In the Beginning

It was, I think a Phillips Radiogram. The image below is the closest that I can find it’s not the exact model or make. But nevertheless, you get the idea!

My father purchased it together with two boxed sets from The Readers Digest of The World’s 12 Best Classical concertos and The World’s Best Classical Symphonies.

These compilations were beautifully presented. Each shiny 12 inch vinyl long playing record was protected in a cardboard sleeve and the whole bound to look like a large book. Each ‘page’ to be listened to, rather than read. Each book’s front cover and spine were sumptuous with lithographic designs and prints and copperplate text.  Removing each record and placing it on the platter, was an act of nervous, excited anticipation. 

This new radiogram, according to the handbook, was ‘fully automatic’. Indeed, one could place as many as 8 LP records on the spindle and, having pressed the play button, close the lid and modern technology would do its’ thing. Not however with my inquisitive nature. I would peer over the top of the player, lid open, fascinated by the clockwork-like mechanism as the tone arm, at the end of the record, rose from the surface, travelled to the outside, and once clear, the next record would drop down the spindle, leaving the others teetering in anticipation, whilst the tone arm lurched in to the beginning of the record, poise above it then drop rather rudely and abruptly to the surface.

It was a somewhat unexpected acquisition on the part of my father. A self-made man, he had returned from the Second World War, an electrical fitter in the Airforce, and settled with his new bride in a small country town in rural New South Wales.

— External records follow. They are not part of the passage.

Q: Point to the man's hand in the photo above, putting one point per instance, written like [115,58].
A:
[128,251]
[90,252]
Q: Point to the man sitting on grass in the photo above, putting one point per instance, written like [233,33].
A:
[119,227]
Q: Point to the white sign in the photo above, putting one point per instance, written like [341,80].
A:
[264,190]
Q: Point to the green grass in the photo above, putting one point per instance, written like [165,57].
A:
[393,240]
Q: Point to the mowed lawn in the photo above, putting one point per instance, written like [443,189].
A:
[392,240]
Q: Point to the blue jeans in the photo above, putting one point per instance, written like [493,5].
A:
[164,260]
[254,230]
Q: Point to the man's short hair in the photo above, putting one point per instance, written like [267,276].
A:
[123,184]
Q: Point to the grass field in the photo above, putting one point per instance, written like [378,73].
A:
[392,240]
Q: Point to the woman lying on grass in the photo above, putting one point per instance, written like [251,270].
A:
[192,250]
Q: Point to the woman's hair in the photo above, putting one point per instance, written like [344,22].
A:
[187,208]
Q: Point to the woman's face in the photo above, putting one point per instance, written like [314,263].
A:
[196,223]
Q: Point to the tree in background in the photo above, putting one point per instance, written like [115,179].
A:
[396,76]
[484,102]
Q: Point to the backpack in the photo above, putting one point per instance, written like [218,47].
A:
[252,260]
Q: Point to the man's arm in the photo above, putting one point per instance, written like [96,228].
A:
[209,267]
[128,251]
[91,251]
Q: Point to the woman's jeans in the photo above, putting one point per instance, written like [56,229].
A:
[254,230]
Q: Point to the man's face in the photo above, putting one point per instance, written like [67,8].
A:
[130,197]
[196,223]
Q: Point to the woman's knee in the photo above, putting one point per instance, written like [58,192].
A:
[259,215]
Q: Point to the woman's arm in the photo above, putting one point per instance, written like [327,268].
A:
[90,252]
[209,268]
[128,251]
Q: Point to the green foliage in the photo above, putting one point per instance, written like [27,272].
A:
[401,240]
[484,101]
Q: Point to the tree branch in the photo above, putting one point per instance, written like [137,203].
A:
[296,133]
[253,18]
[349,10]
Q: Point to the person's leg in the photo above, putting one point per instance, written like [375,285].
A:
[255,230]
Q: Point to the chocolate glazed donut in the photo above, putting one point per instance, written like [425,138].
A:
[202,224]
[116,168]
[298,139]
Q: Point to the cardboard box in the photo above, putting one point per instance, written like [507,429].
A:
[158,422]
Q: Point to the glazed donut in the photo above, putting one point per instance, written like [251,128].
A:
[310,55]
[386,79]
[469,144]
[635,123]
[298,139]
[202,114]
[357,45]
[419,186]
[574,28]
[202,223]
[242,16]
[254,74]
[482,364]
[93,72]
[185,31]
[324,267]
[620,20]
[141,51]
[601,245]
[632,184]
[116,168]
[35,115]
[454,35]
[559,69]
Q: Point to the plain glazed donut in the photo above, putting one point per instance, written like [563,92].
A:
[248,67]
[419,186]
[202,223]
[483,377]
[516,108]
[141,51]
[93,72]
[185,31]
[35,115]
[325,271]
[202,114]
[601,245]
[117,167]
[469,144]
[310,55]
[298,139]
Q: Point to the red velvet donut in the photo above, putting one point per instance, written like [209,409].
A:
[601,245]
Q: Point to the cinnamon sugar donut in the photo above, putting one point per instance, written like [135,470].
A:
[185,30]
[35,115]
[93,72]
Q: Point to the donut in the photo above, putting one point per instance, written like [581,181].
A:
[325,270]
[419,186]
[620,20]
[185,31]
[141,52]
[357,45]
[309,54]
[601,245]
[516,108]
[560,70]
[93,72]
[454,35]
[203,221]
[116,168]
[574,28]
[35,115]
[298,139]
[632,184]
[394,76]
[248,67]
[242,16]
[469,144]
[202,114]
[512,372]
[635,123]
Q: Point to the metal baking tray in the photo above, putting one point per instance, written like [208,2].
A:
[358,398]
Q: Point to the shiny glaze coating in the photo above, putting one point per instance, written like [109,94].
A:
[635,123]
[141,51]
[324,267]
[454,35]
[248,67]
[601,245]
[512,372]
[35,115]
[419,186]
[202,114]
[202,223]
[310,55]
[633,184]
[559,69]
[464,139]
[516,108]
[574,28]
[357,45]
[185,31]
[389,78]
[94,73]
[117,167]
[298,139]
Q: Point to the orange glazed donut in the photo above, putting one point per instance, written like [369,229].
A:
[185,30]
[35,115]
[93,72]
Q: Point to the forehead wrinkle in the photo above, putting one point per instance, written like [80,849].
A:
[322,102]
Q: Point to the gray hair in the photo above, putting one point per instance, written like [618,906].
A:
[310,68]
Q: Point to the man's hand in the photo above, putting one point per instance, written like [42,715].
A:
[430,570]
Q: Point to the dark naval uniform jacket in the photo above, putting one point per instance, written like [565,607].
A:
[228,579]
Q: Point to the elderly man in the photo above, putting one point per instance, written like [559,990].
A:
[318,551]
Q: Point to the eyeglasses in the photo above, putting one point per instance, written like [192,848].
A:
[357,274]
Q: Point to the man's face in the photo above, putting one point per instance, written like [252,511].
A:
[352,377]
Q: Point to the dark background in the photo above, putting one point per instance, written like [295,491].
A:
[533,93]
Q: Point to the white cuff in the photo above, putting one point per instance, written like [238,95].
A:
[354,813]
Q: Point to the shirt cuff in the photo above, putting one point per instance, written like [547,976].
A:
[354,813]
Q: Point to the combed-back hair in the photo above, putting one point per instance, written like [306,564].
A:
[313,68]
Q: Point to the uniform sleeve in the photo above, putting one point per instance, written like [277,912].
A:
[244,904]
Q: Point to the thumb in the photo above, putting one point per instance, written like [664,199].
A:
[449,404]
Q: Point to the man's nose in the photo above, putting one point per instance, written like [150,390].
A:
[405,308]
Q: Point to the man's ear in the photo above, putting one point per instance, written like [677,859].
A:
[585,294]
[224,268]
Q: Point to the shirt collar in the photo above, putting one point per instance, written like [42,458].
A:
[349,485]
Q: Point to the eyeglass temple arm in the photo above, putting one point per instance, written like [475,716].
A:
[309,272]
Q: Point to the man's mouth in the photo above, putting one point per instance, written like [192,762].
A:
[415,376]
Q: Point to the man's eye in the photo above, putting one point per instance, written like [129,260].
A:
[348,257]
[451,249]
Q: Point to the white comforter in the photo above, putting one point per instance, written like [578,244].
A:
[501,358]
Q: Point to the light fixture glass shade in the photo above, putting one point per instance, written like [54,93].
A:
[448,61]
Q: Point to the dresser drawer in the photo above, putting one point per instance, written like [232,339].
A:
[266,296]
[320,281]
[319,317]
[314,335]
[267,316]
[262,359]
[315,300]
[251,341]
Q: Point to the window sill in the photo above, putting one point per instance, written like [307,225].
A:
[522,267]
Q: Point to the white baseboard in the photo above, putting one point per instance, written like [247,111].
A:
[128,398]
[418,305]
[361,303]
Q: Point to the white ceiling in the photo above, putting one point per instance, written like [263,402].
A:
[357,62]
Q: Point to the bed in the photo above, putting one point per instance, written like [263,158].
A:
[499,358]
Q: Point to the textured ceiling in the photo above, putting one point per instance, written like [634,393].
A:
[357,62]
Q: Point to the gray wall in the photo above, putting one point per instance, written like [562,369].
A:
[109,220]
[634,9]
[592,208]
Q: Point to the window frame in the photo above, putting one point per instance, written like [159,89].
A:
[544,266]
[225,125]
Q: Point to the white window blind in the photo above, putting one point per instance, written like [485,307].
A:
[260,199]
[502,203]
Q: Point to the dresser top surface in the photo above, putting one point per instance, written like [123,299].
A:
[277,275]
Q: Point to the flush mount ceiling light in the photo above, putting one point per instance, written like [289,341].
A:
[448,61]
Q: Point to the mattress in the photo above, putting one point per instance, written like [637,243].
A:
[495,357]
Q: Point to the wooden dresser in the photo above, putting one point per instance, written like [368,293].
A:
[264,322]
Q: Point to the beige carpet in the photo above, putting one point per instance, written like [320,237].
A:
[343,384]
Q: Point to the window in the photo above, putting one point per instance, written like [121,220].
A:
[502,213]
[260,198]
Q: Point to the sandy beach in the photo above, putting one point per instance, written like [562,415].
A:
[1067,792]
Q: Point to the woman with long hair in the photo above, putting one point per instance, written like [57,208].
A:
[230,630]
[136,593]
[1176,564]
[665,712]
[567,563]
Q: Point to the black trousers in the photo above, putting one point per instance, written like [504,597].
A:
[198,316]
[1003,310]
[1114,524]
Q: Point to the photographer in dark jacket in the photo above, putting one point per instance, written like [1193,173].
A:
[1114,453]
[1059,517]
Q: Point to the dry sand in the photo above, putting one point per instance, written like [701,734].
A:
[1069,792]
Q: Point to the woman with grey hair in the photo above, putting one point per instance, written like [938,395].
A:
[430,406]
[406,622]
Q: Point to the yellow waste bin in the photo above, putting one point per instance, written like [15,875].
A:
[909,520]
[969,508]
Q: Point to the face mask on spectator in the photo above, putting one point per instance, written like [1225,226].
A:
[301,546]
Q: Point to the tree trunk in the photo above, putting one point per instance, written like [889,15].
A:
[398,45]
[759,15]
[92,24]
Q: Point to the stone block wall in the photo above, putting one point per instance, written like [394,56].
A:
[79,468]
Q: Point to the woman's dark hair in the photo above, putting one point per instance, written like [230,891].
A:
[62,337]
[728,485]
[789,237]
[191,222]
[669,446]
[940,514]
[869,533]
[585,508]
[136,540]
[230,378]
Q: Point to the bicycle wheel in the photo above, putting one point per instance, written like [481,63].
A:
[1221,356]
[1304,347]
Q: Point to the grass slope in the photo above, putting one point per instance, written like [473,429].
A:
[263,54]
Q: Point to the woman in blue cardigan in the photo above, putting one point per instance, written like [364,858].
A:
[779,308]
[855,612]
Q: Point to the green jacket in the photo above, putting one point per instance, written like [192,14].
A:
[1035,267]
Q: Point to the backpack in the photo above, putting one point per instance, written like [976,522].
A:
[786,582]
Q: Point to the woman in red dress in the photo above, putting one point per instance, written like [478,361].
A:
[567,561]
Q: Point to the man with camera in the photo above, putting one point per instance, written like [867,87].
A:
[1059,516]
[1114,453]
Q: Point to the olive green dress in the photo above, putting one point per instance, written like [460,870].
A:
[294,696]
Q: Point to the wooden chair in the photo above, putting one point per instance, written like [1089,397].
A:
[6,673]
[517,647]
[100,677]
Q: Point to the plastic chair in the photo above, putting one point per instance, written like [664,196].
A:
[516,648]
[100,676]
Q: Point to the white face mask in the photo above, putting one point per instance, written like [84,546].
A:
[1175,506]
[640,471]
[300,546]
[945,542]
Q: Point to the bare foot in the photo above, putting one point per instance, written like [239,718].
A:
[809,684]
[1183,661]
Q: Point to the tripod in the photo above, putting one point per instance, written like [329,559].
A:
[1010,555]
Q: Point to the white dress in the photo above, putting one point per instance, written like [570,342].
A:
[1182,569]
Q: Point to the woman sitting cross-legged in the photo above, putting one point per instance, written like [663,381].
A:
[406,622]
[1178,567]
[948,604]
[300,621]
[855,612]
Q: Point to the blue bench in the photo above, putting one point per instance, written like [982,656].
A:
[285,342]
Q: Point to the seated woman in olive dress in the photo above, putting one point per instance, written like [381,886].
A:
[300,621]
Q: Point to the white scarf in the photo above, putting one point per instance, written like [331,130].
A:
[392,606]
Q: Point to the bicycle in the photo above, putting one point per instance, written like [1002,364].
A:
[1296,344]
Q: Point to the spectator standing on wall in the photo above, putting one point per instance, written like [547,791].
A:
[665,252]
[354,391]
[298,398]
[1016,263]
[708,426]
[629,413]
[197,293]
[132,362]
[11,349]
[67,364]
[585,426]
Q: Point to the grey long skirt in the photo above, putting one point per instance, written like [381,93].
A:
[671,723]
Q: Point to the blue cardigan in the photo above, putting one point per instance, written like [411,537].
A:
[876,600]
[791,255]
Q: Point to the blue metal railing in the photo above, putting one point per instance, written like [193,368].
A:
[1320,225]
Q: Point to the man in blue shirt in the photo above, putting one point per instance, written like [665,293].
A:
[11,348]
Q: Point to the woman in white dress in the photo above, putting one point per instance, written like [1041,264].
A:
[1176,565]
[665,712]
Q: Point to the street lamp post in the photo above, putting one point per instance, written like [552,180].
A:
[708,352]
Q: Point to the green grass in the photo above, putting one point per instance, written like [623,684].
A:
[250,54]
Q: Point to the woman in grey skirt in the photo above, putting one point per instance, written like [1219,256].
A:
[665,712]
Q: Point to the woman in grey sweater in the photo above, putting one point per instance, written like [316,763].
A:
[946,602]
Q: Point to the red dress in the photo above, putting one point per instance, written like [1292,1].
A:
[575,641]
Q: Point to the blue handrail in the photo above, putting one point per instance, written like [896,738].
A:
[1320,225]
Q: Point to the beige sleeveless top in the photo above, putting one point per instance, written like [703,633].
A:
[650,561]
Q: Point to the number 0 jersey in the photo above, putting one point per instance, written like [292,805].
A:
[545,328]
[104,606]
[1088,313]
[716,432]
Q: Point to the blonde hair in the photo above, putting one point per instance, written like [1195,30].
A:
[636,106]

To an eight year old boy, struggling to commit to memory the obligatory dates and facts of history, It was a revelation that my father could recite, verbatim the poems of Henry Lawson and Banjo Patterson and for an encore, sing all the patter songs of Gilbert and Sullivan. This new piece of furniture, was to demonstrate to me clearly, why my father loved his Savoy Operas.

In those days, a radiogram was a well constructed piece of furniture, something to occupy pride of place in the lounge room, rather than be hidden away in a teak veneered ‘entertainment centre’.  My rather well to do grandparents had an elegant, beautifully crafted gramophone. It played 78 shellac records and even as an infant I was fascinated by the mechanics, pestering my grandfather to put on another record so that I could turn the shiny steel handle and wind it up. 

My life long love affair with classical music had begun!